Whatever your fears, they’re yours – so you need to deal with them separately, rather than projecting them onto your child. Reflect on why you have these fears by thinking back to your own childhood. Once you bring these experiences into consciousness, you’ll be better able to separate out your own experience from your child’s.


2. Gather information.

Be curious. Ask questions, but don’t interrogate. Resist trying to fix the problem, or jumping to conclusions. Your child may use the word “bully,” but there’s a difference between an unkind child and a true bully. Bullies use aggression to control and/or harm others, and their behavior usually occurs repeatedly over time.


“Johnny was bullying me today.”

“Really? What did he do?”

“He told me I couldn’t sit with him at lunch.”

“Hmm. You two usually sit together. Why do you think he said that?”

“I don’t know! He’s been hanging out with Max, the new kid, a lot lately. I think he likes him better than me.”


By becoming curious instead of accusatory, you can get more details while remaining connected with your child.
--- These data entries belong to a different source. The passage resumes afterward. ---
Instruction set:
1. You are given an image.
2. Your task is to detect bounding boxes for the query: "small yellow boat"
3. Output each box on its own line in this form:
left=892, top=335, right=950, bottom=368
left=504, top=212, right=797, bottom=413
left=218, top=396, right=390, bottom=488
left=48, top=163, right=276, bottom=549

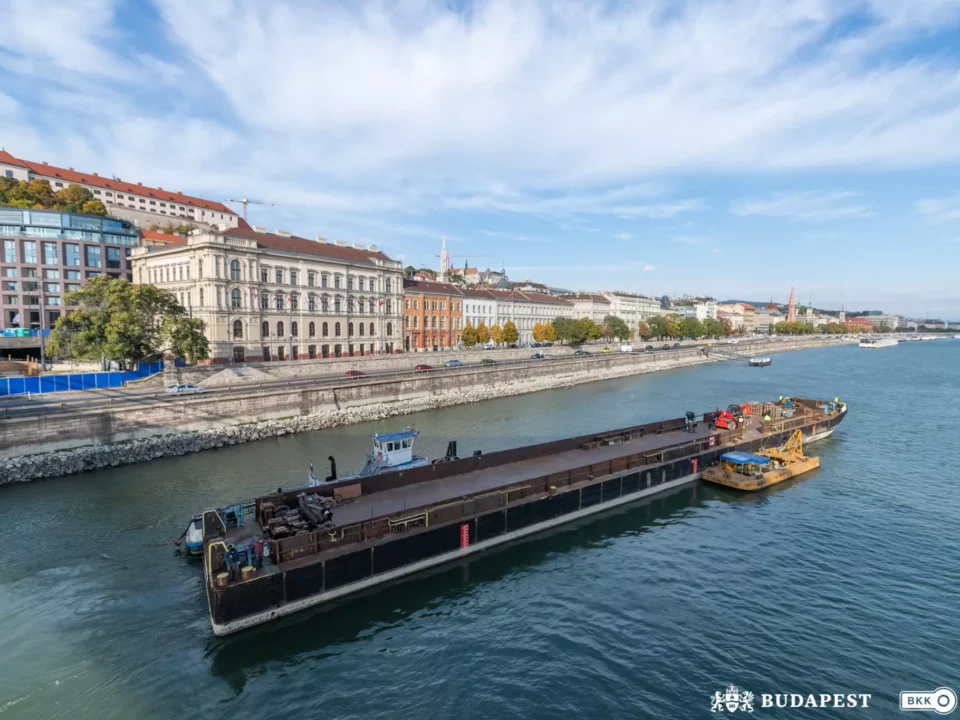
left=702, top=430, right=819, bottom=491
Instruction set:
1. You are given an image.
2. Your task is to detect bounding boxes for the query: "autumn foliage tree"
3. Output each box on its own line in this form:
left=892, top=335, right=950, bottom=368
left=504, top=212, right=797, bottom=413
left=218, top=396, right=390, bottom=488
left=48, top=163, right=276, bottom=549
left=476, top=320, right=491, bottom=344
left=489, top=324, right=503, bottom=345
left=461, top=322, right=478, bottom=347
left=0, top=179, right=107, bottom=215
left=501, top=320, right=519, bottom=345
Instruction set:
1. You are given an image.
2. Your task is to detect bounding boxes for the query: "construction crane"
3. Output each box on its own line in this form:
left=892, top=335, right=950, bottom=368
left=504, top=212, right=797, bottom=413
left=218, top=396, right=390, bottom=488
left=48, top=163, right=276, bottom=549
left=223, top=198, right=306, bottom=222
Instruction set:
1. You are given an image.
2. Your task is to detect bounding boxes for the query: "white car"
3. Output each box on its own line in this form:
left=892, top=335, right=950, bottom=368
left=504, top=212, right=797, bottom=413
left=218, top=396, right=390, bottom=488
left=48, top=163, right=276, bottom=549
left=165, top=383, right=205, bottom=394
left=727, top=339, right=739, bottom=344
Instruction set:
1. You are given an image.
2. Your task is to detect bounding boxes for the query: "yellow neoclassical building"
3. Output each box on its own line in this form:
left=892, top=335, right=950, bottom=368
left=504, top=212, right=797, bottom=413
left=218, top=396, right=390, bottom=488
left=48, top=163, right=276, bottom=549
left=131, top=224, right=404, bottom=363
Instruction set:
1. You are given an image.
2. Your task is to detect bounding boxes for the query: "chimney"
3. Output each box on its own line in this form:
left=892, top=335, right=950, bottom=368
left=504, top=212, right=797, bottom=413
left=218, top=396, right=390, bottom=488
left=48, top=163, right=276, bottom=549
left=353, top=243, right=366, bottom=250
left=69, top=167, right=74, bottom=170
left=276, top=230, right=292, bottom=237
left=93, top=172, right=98, bottom=176
left=315, top=236, right=326, bottom=242
left=335, top=240, right=348, bottom=247
left=253, top=224, right=266, bottom=232
left=138, top=182, right=142, bottom=186
left=368, top=244, right=379, bottom=251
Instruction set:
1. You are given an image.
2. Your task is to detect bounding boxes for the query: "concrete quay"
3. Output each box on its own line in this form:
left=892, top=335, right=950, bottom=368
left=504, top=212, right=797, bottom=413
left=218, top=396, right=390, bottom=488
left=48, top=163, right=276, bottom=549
left=0, top=337, right=850, bottom=485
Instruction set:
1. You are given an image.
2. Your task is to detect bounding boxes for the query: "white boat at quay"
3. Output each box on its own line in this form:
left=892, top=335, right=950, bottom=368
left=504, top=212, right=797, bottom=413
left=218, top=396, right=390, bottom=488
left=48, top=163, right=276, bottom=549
left=859, top=337, right=898, bottom=349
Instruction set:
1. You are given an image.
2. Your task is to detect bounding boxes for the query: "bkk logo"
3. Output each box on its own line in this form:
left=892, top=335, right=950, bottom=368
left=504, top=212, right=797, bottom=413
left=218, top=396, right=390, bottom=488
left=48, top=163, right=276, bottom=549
left=711, top=686, right=872, bottom=713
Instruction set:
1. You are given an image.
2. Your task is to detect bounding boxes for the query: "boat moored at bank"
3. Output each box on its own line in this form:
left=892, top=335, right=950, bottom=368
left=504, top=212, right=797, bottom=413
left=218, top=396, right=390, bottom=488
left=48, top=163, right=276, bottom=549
left=859, top=337, right=898, bottom=349
left=198, top=396, right=847, bottom=636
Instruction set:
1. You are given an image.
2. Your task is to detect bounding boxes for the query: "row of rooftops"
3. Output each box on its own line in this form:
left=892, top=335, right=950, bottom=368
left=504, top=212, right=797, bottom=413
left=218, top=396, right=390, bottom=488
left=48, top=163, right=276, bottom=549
left=403, top=279, right=573, bottom=304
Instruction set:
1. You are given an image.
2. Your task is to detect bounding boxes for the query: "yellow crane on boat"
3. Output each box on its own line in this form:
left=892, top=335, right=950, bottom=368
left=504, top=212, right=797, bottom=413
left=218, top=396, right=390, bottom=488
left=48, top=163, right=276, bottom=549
left=702, top=430, right=819, bottom=491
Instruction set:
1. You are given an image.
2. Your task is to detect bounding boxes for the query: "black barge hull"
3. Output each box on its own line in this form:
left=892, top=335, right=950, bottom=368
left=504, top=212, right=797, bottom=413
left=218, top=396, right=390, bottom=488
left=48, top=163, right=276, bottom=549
left=204, top=399, right=847, bottom=636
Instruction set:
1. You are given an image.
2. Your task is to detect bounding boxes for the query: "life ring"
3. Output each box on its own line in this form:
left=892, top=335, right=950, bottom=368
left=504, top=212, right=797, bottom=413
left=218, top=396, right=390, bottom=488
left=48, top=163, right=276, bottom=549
left=376, top=452, right=383, bottom=461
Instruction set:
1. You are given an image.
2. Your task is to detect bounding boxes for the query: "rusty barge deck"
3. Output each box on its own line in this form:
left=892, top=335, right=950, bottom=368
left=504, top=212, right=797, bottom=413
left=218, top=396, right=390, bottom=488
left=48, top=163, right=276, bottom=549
left=202, top=397, right=847, bottom=635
Keep in mind that many kids who are teased and/or bullied don’t come right out and admit it to their parents or teachers. Know the signs of being bullied, such as refusing to go to school, visiting the school nurse often, and inflicting self-harm. If you have reason to believe that your child is, in fact, being bullied, contact your child’s teacher early on, and follow the steps in this post.


3. Validate your child’s experience.

I can’t emphasize this enough. The most helpful thing you can do to support your child is to listen without judgment and empathize with him. This creates safety, trust, and acceptance of his feelings. Empathizing doesn’t mean you agree with him – it means you’ve heard him, understand his feelings, and accept his point of view.
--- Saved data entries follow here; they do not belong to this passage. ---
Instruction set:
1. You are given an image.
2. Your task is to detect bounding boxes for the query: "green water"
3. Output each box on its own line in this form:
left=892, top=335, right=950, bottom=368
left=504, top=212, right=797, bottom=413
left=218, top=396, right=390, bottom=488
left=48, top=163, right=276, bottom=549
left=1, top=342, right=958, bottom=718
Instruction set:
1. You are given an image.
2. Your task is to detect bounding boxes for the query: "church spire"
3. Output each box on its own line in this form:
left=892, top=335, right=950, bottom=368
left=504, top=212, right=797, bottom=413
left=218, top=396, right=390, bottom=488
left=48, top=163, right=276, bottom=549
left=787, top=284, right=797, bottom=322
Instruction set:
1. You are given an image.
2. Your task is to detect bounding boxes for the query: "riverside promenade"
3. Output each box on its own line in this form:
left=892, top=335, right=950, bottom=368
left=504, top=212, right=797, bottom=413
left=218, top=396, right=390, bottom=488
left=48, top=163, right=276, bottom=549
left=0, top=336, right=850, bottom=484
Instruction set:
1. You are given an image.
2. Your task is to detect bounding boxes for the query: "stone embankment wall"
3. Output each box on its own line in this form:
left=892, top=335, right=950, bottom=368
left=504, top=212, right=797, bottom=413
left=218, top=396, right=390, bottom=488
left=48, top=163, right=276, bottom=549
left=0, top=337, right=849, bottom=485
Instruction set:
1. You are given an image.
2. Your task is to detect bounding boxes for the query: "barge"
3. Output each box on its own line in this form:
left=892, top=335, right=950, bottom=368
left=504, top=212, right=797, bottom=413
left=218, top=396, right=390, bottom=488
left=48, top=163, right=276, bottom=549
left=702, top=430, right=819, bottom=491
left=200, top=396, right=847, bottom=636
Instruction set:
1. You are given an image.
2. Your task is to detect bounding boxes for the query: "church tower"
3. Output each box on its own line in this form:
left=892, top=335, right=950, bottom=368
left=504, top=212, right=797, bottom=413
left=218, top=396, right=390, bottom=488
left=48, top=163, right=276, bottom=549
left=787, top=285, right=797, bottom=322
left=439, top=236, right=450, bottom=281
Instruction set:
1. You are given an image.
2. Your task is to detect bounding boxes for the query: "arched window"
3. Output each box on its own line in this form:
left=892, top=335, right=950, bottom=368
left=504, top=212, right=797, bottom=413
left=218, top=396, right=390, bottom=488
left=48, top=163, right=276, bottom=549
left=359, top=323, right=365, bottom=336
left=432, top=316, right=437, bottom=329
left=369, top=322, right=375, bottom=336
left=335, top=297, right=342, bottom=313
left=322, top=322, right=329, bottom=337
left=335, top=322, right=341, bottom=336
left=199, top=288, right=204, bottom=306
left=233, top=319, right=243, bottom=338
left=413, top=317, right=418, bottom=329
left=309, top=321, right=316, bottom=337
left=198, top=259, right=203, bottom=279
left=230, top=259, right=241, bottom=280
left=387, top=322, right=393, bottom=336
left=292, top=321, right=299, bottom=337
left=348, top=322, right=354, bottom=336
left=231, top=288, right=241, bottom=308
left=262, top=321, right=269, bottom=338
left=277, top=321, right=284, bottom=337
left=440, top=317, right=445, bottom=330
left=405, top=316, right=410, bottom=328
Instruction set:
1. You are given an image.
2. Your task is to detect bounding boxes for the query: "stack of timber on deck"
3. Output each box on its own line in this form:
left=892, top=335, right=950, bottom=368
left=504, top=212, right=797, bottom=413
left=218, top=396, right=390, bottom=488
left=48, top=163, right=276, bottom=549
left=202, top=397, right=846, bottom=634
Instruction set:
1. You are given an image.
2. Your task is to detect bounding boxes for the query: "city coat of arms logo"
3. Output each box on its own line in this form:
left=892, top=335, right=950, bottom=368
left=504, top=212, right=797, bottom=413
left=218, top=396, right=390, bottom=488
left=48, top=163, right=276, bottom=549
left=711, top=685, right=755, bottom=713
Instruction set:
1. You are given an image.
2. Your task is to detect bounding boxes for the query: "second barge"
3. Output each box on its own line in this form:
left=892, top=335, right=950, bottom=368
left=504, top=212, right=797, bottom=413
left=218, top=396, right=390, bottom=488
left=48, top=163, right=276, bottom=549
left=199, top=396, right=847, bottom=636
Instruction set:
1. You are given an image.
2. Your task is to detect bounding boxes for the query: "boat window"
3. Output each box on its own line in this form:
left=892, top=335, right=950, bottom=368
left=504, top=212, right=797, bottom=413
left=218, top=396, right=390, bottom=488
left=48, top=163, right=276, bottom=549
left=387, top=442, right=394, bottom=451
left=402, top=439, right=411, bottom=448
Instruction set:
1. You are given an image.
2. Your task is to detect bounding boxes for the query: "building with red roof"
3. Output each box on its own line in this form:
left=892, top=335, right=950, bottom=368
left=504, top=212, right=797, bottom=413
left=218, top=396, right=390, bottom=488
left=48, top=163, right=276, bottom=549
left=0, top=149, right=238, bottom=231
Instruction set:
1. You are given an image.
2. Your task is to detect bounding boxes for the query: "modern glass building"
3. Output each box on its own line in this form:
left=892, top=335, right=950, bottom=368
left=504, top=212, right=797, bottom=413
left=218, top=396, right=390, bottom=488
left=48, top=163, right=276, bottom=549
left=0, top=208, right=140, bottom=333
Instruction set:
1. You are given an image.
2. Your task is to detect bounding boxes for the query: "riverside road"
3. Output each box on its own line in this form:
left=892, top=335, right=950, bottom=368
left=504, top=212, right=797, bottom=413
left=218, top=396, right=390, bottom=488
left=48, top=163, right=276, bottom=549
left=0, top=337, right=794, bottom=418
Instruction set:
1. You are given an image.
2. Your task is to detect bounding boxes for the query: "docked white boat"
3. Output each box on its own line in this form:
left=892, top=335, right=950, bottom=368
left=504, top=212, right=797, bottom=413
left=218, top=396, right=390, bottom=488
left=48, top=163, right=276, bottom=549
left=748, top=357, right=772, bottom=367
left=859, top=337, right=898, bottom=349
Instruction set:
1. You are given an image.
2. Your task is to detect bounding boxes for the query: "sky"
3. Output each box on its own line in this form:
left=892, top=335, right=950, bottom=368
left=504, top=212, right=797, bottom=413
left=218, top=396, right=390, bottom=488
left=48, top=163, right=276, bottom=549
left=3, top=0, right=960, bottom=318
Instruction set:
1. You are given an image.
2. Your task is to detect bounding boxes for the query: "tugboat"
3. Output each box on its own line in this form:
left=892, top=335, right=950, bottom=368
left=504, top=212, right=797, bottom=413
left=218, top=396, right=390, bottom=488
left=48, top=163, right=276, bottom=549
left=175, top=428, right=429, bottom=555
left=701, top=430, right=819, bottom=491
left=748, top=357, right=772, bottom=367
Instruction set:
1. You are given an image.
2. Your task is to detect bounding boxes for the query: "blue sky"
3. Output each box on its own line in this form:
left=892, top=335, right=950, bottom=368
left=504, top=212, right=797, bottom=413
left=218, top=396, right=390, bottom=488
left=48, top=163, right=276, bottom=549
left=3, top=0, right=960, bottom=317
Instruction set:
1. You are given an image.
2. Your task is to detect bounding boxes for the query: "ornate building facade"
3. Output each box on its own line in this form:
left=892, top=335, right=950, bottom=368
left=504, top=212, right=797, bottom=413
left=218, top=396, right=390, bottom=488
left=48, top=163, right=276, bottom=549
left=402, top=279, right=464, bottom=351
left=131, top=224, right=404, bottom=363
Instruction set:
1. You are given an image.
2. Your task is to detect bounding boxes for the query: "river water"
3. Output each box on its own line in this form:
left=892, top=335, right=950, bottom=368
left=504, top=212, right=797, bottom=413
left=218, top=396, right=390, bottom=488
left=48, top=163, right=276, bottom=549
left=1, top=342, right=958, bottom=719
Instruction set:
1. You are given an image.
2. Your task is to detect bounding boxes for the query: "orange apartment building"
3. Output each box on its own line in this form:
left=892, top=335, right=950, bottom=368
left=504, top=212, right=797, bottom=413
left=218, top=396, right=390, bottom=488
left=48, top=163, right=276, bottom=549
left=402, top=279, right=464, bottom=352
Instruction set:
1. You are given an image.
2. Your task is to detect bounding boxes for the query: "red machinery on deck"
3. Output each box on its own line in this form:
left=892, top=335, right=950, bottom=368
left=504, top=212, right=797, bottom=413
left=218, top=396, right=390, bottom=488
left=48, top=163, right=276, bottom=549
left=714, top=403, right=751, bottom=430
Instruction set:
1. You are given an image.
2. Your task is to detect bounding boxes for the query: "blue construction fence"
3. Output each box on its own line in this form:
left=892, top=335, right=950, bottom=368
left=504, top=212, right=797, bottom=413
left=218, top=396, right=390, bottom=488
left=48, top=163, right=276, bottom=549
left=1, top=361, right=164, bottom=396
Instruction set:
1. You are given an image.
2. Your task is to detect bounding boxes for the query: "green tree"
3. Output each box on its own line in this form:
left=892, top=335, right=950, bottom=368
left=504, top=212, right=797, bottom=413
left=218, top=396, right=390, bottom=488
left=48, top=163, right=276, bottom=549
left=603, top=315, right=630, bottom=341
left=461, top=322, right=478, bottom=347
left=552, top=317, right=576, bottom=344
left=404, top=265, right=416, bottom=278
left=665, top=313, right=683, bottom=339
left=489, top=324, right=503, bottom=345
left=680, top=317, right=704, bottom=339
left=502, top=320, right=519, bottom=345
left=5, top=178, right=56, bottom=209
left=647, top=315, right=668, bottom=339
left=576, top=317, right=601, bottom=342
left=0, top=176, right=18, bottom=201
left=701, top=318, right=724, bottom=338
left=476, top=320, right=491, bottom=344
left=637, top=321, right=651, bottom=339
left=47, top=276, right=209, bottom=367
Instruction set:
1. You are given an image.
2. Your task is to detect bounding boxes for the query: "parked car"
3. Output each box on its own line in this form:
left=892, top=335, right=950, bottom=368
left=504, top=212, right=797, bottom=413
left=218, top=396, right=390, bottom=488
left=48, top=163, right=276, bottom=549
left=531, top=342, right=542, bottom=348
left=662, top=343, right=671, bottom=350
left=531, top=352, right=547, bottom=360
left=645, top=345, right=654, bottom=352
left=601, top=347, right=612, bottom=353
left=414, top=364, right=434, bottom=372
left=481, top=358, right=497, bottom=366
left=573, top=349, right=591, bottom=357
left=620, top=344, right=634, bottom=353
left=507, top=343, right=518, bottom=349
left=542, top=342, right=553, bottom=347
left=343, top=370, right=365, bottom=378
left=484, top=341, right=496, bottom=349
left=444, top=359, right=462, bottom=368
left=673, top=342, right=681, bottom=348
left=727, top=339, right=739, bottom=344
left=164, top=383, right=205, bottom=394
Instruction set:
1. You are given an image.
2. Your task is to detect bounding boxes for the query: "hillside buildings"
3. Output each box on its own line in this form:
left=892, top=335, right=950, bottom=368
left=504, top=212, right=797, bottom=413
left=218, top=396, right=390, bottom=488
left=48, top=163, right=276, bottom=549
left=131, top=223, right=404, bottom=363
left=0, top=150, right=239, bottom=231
Help him identify his feelings by naming them. You can say, “Sounds like you’re feeling _____________ (e.g. lonely, angry, sad, embarrassed, surprised, worried).”


4. Help your child problem-solve and understand what he can control.
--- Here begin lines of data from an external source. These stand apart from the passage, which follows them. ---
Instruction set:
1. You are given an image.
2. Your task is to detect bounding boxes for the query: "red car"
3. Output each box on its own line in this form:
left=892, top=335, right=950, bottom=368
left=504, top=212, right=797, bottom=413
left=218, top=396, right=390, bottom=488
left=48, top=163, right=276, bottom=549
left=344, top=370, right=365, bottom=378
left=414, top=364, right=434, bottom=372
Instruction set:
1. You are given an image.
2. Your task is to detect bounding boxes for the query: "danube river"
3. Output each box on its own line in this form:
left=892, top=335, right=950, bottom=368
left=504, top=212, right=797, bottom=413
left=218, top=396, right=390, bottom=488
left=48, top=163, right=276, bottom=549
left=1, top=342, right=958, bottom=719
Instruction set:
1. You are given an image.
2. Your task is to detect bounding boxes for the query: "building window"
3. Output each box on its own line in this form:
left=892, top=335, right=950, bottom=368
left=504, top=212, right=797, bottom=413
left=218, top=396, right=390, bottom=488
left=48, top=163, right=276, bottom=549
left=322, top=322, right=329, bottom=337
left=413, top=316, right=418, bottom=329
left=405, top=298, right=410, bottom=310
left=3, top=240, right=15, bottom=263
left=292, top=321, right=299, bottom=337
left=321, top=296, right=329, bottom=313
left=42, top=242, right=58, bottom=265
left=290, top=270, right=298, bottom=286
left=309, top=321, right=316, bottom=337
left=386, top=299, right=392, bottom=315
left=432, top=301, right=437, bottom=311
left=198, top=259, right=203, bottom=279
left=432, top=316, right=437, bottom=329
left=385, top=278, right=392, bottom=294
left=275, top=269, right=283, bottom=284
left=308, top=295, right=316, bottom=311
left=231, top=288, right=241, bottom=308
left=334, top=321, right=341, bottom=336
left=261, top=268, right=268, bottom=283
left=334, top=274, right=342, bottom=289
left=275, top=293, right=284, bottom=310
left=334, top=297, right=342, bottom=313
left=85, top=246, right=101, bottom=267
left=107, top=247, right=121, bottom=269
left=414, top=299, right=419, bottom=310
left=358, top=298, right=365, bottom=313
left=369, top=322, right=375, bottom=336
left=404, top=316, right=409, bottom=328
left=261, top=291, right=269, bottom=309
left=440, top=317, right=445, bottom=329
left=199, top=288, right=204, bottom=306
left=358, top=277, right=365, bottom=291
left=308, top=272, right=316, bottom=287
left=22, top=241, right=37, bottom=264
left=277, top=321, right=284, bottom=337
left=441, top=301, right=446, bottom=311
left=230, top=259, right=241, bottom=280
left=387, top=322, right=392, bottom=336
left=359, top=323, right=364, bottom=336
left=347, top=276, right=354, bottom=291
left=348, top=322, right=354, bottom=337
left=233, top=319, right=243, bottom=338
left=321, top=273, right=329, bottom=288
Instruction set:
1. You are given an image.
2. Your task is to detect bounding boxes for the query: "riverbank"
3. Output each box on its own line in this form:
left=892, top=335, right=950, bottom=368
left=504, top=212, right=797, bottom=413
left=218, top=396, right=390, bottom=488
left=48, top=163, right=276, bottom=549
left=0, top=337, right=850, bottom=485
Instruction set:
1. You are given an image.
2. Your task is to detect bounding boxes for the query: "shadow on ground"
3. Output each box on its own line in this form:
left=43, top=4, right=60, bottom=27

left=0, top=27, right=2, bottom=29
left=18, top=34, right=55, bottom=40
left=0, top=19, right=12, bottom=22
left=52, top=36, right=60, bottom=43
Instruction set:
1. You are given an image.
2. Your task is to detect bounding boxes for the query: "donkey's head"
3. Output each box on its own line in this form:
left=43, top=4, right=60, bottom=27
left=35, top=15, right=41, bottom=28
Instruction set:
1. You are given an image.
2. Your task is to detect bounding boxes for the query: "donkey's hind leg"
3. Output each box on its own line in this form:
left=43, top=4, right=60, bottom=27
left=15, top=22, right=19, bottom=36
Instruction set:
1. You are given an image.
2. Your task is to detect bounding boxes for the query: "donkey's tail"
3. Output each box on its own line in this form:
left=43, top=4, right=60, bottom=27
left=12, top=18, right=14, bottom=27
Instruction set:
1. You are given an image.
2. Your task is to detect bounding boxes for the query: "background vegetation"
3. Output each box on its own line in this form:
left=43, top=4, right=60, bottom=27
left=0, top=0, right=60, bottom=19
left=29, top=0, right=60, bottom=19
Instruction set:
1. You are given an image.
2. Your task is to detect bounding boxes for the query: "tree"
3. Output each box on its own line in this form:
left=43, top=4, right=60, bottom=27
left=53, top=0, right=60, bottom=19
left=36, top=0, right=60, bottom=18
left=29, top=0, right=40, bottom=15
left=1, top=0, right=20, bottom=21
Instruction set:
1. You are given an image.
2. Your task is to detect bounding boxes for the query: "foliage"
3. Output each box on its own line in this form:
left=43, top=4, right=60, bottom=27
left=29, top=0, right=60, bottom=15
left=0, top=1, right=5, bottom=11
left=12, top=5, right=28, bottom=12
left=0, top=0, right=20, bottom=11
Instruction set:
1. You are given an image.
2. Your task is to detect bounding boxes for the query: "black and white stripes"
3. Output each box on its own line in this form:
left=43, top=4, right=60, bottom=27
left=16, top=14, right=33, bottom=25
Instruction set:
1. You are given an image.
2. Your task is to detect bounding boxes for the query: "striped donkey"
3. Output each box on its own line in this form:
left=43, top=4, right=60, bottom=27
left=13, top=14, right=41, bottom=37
Once your child feels heard and validated, you can gently ask him how he thinks he can solve the problem. If he answers, “I don’t know,” ask, “Well, what are your options?” Together, you can talk about the different ways he could go about handling the situation, and the consequences of each choice.


It’s never too early to help your child understand that other people’s reactions and behavior are outside his control, but that he is in control of his own thoughts and actions. It’s also important to discuss how to be the kind of friend he wishes to have and treat others the way he wishes to be treated.


5. Practice social skills.

Give your child opportunities to practice skills such as verbal and nonverbal communication, assertiveness, listening, and good manners. Here are some scenarios you can role play together:


a) There’s an empty seat on the bus, but another student won’t let you sit there. What do you do?

b) Some students are gossiping about another student in the hallway before class. What do you do?

c) A student in your class makes fun of your lunch. What do you do?

d) You find out there was a birthday party for one of your classmates and you weren’t invited. What do you do?

e) Everyone else is playing on the playground without you. What do you do?


Remember that sometimes the best decision is simply to think about the situation differently, and requires no further action.


In addition to role-play, you can facilitate real-life practice by planning play dates outside of school for younger kids and encouraging older ones to participate in social and team activities. For kids with more challenging issues, look for local social skills groups or a child therapist/counselor.